Veranschaulichung anhand einer Beispielseite

Buch von Lindisfarne

Incipit-Seite zum Matthäusevangelium

Diese prächtige Incipit-Seite enthält den (abgekürzten) ersten Vers aus dem Matthäusevangelium: *Liber generationis Iesu Christi filii David filii Abraham* (Das Buch der Abstammung Jesu Christi, des Sohnes Davids, des Sohnes Abrahams). Ursprünglich um 705 erschaffen, wurde im 10. Jahrhundert eine alte englische Übersetzung hinzugefügt, die in winziger Handschrift zu sehen ist.

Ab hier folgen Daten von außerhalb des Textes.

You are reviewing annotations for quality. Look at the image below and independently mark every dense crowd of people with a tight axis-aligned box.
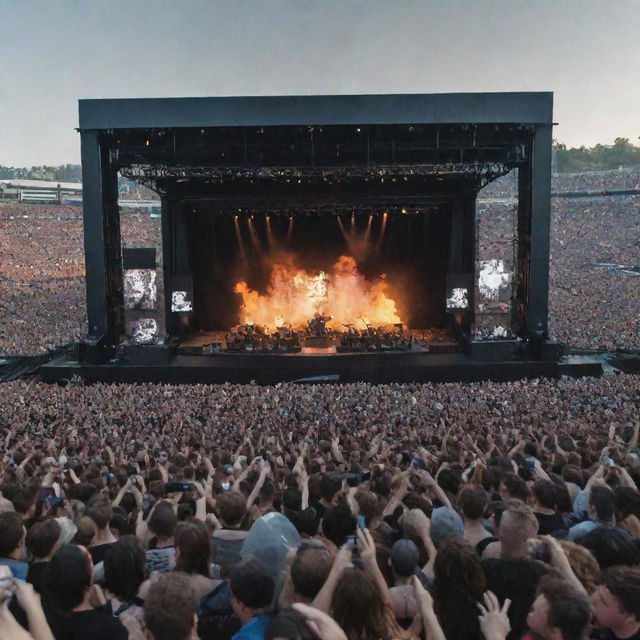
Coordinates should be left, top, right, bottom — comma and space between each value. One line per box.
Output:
0, 375, 640, 640
477, 196, 640, 350
480, 167, 640, 198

Die Handschrift ist ein Meisterwerk insularer Buchmalerei mit zahlreichen klassischen Einflüssen und prägte den Stil des Genres der Evangeliare. Die von den Künstlern erstellte Farbpalette ist unglaublich. In Kombination mit dem endlos verschlungenen Flechtwerk, den wirbelnden Mustern und den Köpfen verschiedener Tiere ergibt sich gleichsam ein unerschöpfliches Universum an Mustern und Farben.